Tst define como serão julgados casos sobre fgts
O Tribunal Superior do Trabalho (TST) determinou que os pedidos de movimentação do FGTS ...
O Tribunal Superior do Trabalho (TST) determinou que os pedidos de movimentação do FGTS relacionados ao fim ou à suspensão do contrato de trabalho sejam julgados pela Justiça do Trabalho. As demais hipóteses passam a ser de competência da Justiça comum estadual ou federal, conforme o caso.
Em junho, 1.581.302 empregadores estavam em débito aberto com o FGTS, somando 11.396.151 vínculos de trabalho afetados e R$ 12,65 bilhões devidos, segundo dados do sistema FGTS Digital, obtidos por meio do Fala BR, da Controladoria-Geral da União.
O entendimento altera a jurisprudência consolidada no próprio TST. Até então, prevalecia o entendimento de que a Justiça do Trabalho julgava praticamente todas essas ações. O Superior Tribunal de Justiça (STJ) entendia o contrário, o que gerava insegurança jurídica.
O relator, ministro Cláudio Brandão, apontou dois grandes grupos de situações. O primeiro reúne os casos diretamente ligados ao contrato de trabalho, que incluem dispensa sem justa causa, rescisão indireta, acordo entre empregado e empregador ou encerramento das atividades da empresa. Como nesses casos a motivação do saque decorre de questões trabalhistas, é a Justiça do Trabalho que determina a liberação dos valores.
Via administrativa
O segundo grupo abrange hipóteses que independem do contrato: doença grave, aposentadoria, morte do trabalhador, financiamento habitacional e calamidade pública. Nesses casos, o juiz precisa apenas verificar se o trabalhador cumpre os requisitos da lei. Como não envolve questão trabalhista, a competência passa a ser da Justiça comum.
Na prática, porém, o trabalhador não precisa ir à Justiça para sacar o FGTS. A via normal continua sendo o pedido administrativo na Caixa.

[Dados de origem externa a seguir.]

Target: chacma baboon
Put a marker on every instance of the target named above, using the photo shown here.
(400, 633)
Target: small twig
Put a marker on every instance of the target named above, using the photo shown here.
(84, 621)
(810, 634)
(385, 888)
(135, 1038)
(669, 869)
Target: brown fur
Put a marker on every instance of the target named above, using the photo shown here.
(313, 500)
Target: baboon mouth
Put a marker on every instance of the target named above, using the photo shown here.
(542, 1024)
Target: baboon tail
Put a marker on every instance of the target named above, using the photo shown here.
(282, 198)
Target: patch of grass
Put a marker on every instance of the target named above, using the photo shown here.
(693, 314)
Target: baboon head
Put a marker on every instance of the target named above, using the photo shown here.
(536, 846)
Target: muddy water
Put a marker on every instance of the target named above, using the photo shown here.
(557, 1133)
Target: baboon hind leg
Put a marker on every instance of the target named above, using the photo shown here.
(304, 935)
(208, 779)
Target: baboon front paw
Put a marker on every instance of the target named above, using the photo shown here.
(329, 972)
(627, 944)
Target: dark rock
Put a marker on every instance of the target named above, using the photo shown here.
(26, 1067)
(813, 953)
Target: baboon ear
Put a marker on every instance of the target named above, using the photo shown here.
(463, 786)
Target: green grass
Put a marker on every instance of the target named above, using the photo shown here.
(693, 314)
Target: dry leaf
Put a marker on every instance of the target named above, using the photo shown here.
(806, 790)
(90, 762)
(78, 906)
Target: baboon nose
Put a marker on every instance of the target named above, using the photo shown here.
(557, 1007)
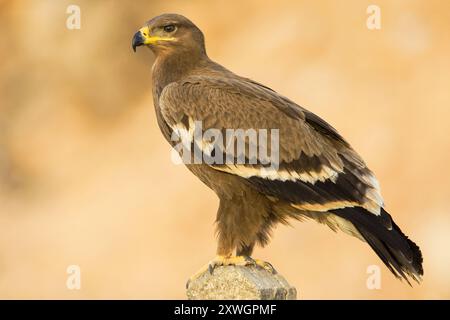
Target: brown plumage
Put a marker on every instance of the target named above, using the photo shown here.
(319, 175)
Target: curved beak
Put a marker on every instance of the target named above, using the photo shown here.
(138, 40)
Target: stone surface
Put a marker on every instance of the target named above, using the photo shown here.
(237, 282)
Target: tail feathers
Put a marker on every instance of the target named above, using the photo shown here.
(401, 255)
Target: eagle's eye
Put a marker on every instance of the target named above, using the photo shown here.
(169, 28)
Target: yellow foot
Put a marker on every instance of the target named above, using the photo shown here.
(265, 265)
(231, 261)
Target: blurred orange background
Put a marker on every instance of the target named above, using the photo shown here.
(86, 177)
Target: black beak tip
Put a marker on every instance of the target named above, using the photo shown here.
(137, 41)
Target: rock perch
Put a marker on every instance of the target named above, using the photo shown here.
(240, 283)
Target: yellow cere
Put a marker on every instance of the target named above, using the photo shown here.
(145, 32)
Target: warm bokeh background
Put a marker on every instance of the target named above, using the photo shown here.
(86, 177)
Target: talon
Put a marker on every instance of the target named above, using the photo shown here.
(266, 265)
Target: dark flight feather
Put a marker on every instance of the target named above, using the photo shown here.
(401, 255)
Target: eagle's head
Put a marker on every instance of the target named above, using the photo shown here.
(170, 32)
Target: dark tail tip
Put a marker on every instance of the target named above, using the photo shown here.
(401, 255)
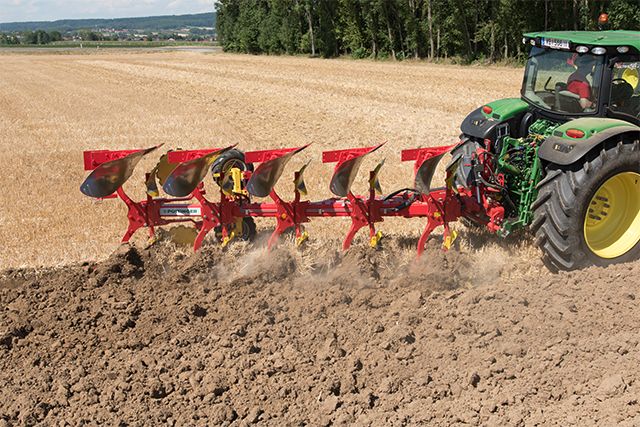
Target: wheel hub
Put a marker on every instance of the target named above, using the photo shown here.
(612, 221)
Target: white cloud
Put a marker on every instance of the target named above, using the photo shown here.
(48, 10)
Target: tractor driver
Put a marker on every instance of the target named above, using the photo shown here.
(578, 83)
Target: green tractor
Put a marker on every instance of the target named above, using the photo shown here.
(566, 154)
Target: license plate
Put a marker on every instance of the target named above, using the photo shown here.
(180, 211)
(555, 43)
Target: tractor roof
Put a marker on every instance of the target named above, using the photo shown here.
(594, 38)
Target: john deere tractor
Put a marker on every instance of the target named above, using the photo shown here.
(565, 156)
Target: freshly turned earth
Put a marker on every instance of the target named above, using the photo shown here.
(158, 336)
(482, 335)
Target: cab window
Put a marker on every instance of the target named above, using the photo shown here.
(625, 88)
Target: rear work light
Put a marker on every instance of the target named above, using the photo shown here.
(574, 133)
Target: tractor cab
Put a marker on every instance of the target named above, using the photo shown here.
(588, 73)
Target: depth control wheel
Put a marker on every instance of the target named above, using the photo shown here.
(590, 213)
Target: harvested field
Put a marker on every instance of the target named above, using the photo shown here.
(93, 333)
(54, 107)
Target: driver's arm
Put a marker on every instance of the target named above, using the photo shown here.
(585, 103)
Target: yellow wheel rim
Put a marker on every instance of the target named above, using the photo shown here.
(612, 222)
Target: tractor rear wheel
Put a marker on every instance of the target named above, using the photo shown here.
(589, 213)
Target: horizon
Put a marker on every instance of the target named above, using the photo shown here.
(21, 11)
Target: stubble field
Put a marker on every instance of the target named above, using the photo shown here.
(94, 333)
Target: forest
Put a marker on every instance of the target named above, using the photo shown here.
(464, 30)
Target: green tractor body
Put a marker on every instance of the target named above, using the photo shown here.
(566, 154)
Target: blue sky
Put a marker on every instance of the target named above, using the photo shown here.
(50, 10)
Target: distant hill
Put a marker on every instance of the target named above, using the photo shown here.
(151, 23)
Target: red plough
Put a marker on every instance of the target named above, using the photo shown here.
(242, 177)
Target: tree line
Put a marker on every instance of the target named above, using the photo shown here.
(489, 30)
(39, 37)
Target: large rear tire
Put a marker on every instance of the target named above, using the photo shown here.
(589, 213)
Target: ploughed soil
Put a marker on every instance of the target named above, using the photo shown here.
(159, 336)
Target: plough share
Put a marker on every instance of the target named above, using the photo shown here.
(181, 174)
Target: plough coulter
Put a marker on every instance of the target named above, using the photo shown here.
(562, 161)
(243, 177)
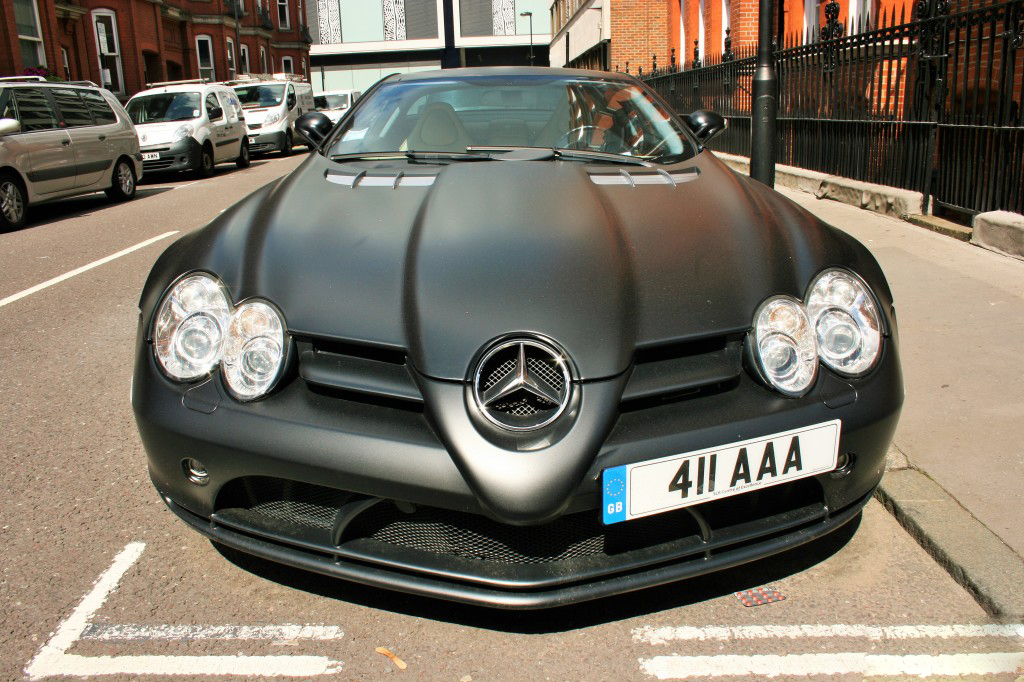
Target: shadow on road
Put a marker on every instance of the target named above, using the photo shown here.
(561, 619)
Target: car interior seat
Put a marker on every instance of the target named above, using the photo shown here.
(438, 130)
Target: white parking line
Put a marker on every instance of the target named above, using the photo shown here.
(665, 635)
(52, 659)
(79, 270)
(674, 668)
(285, 633)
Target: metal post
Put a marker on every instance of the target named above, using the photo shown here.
(529, 15)
(765, 109)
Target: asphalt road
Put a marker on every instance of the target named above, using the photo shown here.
(98, 578)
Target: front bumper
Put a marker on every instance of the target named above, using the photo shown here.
(261, 142)
(180, 156)
(367, 492)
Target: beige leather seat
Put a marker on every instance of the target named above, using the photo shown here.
(438, 130)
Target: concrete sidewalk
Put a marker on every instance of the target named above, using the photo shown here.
(961, 316)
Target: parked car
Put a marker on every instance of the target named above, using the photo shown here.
(334, 103)
(61, 139)
(271, 104)
(189, 125)
(515, 337)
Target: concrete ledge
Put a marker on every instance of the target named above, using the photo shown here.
(878, 198)
(999, 230)
(970, 552)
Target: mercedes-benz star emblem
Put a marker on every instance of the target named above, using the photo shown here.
(522, 384)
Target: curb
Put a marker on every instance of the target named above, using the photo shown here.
(972, 554)
(1000, 231)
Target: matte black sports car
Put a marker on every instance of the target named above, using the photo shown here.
(513, 337)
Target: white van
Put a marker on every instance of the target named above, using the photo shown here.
(335, 103)
(271, 103)
(188, 125)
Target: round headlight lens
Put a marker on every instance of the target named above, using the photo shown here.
(785, 346)
(189, 329)
(182, 132)
(254, 351)
(846, 322)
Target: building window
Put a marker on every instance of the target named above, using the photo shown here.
(283, 19)
(204, 48)
(29, 37)
(230, 58)
(108, 47)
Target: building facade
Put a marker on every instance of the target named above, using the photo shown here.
(124, 44)
(357, 42)
(630, 35)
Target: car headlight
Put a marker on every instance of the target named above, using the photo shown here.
(846, 322)
(190, 325)
(182, 132)
(254, 351)
(197, 328)
(784, 345)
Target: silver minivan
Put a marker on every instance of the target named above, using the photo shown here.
(60, 139)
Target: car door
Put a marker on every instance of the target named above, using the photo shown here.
(218, 126)
(47, 145)
(92, 158)
(232, 125)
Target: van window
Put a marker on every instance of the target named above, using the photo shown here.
(164, 108)
(253, 96)
(34, 110)
(75, 113)
(98, 107)
(211, 103)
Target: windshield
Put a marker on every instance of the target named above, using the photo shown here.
(165, 107)
(253, 96)
(550, 112)
(331, 101)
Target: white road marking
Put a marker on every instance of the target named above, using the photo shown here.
(194, 633)
(665, 635)
(52, 659)
(79, 270)
(673, 668)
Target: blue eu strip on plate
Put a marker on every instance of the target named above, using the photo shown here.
(613, 495)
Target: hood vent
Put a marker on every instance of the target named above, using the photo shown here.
(635, 178)
(389, 180)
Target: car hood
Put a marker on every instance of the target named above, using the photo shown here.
(441, 260)
(159, 133)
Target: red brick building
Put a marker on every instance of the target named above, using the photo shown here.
(125, 44)
(629, 34)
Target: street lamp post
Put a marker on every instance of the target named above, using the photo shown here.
(529, 15)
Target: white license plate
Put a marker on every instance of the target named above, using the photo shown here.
(670, 482)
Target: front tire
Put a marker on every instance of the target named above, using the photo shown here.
(124, 182)
(243, 161)
(205, 168)
(13, 205)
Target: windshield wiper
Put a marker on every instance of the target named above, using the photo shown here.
(415, 156)
(545, 153)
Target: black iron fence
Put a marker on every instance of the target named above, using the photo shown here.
(932, 104)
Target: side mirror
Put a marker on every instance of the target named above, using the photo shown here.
(313, 127)
(8, 126)
(706, 125)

" Todo levantamento de Fundo de Garantia pode ser pedido por via administrativa. Se houver uma negativa, aí sim você pode recorrer à Justiça. Se vou comprar um imóvel, vou direto na Caixa, apresento a documentação e peço a liberação " explica a advogada Larissa Escuder, especialista em Direito do Trabalho.
A decisão não cria nem elimina situações em que o saque é permitido. Ela apenas define qual ramo do Judiciário vai analisar o caso quando houver disputa.
" A medida só regulamentou quem vai julgar, se você precisar entrar com uma ação " afirma Larissa.
Os casos em que o FGTS está atrasado ou não é depositado são julgados pela Justiça do Trabalho. Nesse caso, o trabalhador denuncia a irregularidade, pede a rescisão indireta com base nela e, se o pedido for julgado procedente, saca os valores.
Outra situação é quando o trabalhador entende que a empresa deu justo motivo para o fim do contrato. Nesse caso, é possível fazer a rescisão indireta, o que popularmente se chama de "demitir a empresa".
" Mas se o pedido for recusado pela Justiça, é considerado pedido de demissão, e aí a pessoa não consegue levantar o Fundo de Garantia " explica a advogada.
O TST estabeleceu uma regra de transição. Os processos em que já havia sentença até a publicação do acórdão permanecem na Justiça do Trabalho até o fim do processo e da execução. A nova orientação vale para os demais casos.